Yep, true revolutionaries, these teafolk. Real tear it down and start againers.
Joshua
Maybe their image would be better if they weren’t all goofy-looking gun toters?
quaint irene
Oh , is this the asshole who asserted that the Clinton’s were involved in cocaine trafficking?
James E. Powell
@WereBear:
I don’t know either, but I think it is because voters who identify as independent are really just very disengaged from politics. They tend to vote their mood. They disregard most statements relating to policies, either because they don’t understand them or because they consider them standard campaign bullshit that they are free to disregard.
That any sensible person not wedded to the Republican party can consider voting for Republicans after the disasters of the Bush/Cheney Junta is something I will never understand.
MD Rackham
Aldrich is the one who claimed that the Clintons decorated their Christmas tree with penis ornaments, right?
No issues with this guy.
General Stuck
@Davis X. Machina:
Well, for sure there will be investigations out the ya hooo, but whether the wingnuts learned anything from Clinton’s impeachment, or not, remains to be seen.
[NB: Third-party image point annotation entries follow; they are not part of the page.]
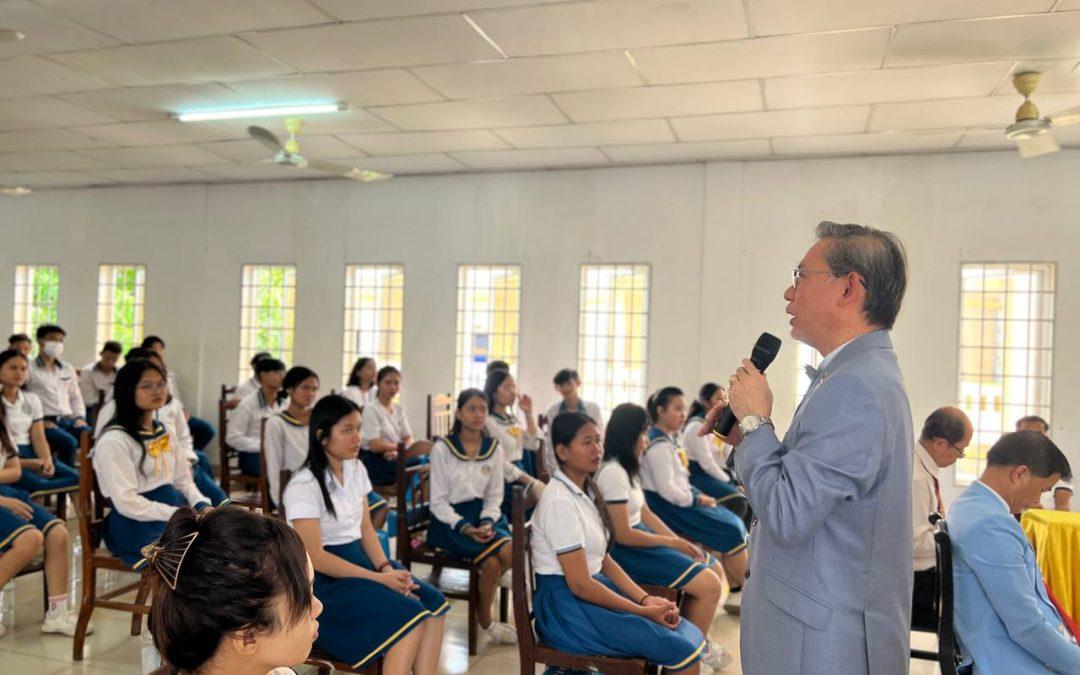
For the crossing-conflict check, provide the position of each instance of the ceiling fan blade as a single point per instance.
(266, 137)
(1043, 144)
(1065, 117)
(352, 173)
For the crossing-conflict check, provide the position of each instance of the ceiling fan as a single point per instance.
(1031, 132)
(288, 154)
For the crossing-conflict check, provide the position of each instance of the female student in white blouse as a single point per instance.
(584, 602)
(246, 421)
(240, 603)
(665, 478)
(372, 607)
(23, 416)
(466, 502)
(385, 428)
(138, 466)
(361, 387)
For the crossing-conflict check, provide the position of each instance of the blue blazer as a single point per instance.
(829, 586)
(1003, 618)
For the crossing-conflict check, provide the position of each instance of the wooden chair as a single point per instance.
(947, 655)
(90, 507)
(414, 517)
(440, 415)
(529, 648)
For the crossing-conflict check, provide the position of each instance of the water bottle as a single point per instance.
(75, 576)
(8, 608)
(150, 658)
I wouldn’t bet against it, but the same roadblock to their wet dream of getting rid of Obama will befall them. Or, it takes a senate conviction which requires a two thirds majority.
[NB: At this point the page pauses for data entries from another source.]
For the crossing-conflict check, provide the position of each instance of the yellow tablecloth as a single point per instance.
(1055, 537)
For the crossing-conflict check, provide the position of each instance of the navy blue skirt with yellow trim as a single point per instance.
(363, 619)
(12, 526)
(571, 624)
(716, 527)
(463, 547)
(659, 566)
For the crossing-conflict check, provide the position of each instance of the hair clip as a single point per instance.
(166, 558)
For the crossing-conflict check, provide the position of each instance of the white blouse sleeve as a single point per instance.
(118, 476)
The GOP is currently running on desperation as a long term viable party that will remain electable given demographic changes, and is mired in an ideological froth fueled by teatard energy. I suspect the House wingnuts will not be able to control themselves, and will step again into a trap of their own making, spending the peoples time in an awful recession to witch hunt a dem president that they won’t be able to get rid of with mere impeachment.
But given the fact that the white majority in this country is again willing to vote them back in power, portends a country in a full nervous breakdown. So who knows. One thing for sure, no new laws of any consequence are likely to be passed, and it will be interesting to see the reaction of the left, when Obama does not play along like Clinton and shuts down requested information on about everything up to and maybe including the presnits bowel movements. Al la Bush his last two years. Will the left take the side of so called principle and continue their “worse than Bush jihad” against Obama, or will they rally to Obama, like they did Clinton but have shown no inclination for same with Obama. Since they have already decided, imo, that Obama does not measure up to a manly man white liberal lion, I think they will side with the wingnuts. And I can’t wait to read Greenwald’s scratchings on the circus to come. SECRECY. oh noes. Bush like etc…. etc….
uloborus
@James E. Powell:
Voters who identify as ‘independent’ are the Tea Partiers this cycle, not swing vote moderates. The Tea Partiers honestly think they’re not Republicans, and they distort polls wildly.
patrick II
I find that especially rich coming from a guy who made his name writing a book that other FBI agents inside the White House would find to be indiscreet, unprofessional and a betrayal to the ostensible principles of the bureau.
scav
Speaking of tea, looks like some of the tea partiers are now devoted to diving into the harbor and loading the darjeeling back on deck: they’re establishing links with the extreme right in the UK.
jrosen
The quote on tragedy and farce comes from Karl Marx, commenting on the accession to power of Napoleon’s nephew who “ruled” France as Napoleon III for about 18 years. (He was the genius behind the idea of Maximilian’s “imperial” adventure in Mexico while the US was settling the Civil War. That didn’t wotk out too well either, especially for Max, who faced a firing squad and lost.)
Now it’s out, you are a closet Marxist! Watch out, the Mad Hatter’s of Alice’s Tea Party are gonna get you.
Davis X. Machina
@General Stuck: There will be non-Blue Dog, Democratic votes to impeach, on precisely the grounds you specify — and the casters of those votes will be lionized in the usual places.